Tudo se esqueceu. Uma cegonha reapareceu
entre ruínas desfeitas de tão ruinadas,
uma raposa coçou o focinho
nas sodómicas cinzas, e uma lebre
deteve-se num espelho estilhaçado.
Attis atapetava de novo a Terra
com as clorofilizadas agulhinhas,
depois de o seu rosto ter sido sulcado
por carros de combate
e espezinhado por calcanhares
vertendo o sangue que os recheava.

Cibele penteava os seus cabelos
cor-de-azeitona, sacudindo caspa.

As criaturas invocavam a Mãe
nas suas tocas e ninhos. Os alces
mostravam nas clareiras
os mastodonticos chifres
arranhando com seus cascos
a humidíssima erva.

Nas árvores pendiam testículos
oferecidos recentemente à Deusa.

Os homens, nus, já mostravam descontentamento,
com essa falta de não se ser origem
permanentemente. A nostalgia instaurara-se.

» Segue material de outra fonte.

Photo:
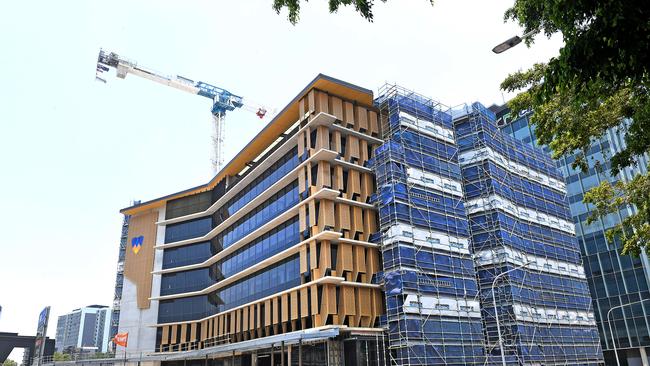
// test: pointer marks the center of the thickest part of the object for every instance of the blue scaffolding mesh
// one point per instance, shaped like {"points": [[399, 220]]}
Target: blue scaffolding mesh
{"points": [[432, 296], [524, 244]]}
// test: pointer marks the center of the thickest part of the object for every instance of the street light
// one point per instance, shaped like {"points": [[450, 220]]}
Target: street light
{"points": [[494, 304], [611, 331], [511, 42]]}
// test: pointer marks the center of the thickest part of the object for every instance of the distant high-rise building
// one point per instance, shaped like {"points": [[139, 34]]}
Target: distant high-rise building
{"points": [[86, 327], [614, 279]]}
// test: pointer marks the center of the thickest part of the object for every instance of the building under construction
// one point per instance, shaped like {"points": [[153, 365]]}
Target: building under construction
{"points": [[355, 231], [433, 312], [534, 295]]}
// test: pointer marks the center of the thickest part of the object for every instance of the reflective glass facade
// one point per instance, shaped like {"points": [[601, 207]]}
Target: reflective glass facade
{"points": [[433, 317], [526, 253], [613, 279]]}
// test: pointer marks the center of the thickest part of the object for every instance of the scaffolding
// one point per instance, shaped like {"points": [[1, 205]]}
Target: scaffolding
{"points": [[524, 245], [432, 299], [119, 278]]}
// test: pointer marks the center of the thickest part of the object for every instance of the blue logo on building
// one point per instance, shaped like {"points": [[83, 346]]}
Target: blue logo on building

Cheiravam as raízes, contemplavan o sal,
comparavam-se a árvores
com muitos antepassados a distribuir
heróicas virtudes e alguns defeitos
lá de cima, ao mesmo tempo.

Uns clamavam que eram do sol,
outros da marinha serpente.
Seguimos por um túnel
onde a água rebentando seus flocos
contra a massa envolvente
produzia uma muralha de sons,
uma música entremeada de sangue.

Ar... Ar...

......................as videiras estavam no auge,
o açúcar percorria os nossos membros
e a beleza das mulheres fazia-nos o rosto
estalar, como argila seca.

Havia estandartes cuja agitação
nos atingia os ossos:
esqueceramos a pátria, a família, a casa
e estávamos virados contra
todo o desejo de obscuridade
toda a idealização, porque a fome
introduzia no corpo essa vacuidade
de que toda a abstracção se alimenta.
Os pensamentos eram mendigos
buscando mais claridade.

....................................Bab’El:
um respiradouro qualquer
mais límpido que as imagens.
..............neste exílio, nesta incerteza,
neste maremoto de risadas,
nesta causa sem acertos...
nada, nada... ainda nada...

4

Arroz, coco, beringelas, bananas:
a língua pastava besuntada destas pastas,
às quais sucos diversos, e salgados,
se juntavam.

Há na saliva um ímpeto criminoso,
um apurar e destruir, um preparar papas
que pouparão o mundo gástrico.

...................................................................................................

o cu pelado de babuíno,
como um tomate maduro
implantado sob a cauda.

Picasso invoca-o no camião
que se volve maternidade símia.
Do mesmo modo o selim é taurino
e o mundo entrevê-se escultura
como composição de detritos.

....................................................................................................

Na assunção da Fénix
se cristaliza toda a saída poética.
A ave vibra na corda da imortalidade.

Daí o fenixólogo, ornitólogo de quimeras,
expert de extrair vida das cinzas,
de fazer asas com páginas
de tratados vituperados.

O beijo assegura a planagem,
barroca, gongoríssima.

Por ela os lavatórios mimam sacramentos.
O baptismo jorra das torneiras.
Deus torna as nossas mãos gloriosas
e a escrita germina nessa limpeza.
Daí o Ovo Órfico posto por tal ave,
ovo escalfado no baptistério simulado.

Lá fora as massas amassam-se,
formam uma pasta ocre
num comício telúrico.
Divinizam conceitos.

Os conceitos são a erva, as alcachofras
e as acácias. O verde natural é paradoxal.
Vegeta. E todo o vegetal é êxtase de asceta.
A imobilidade aparente
traduz uma euforia incoerente.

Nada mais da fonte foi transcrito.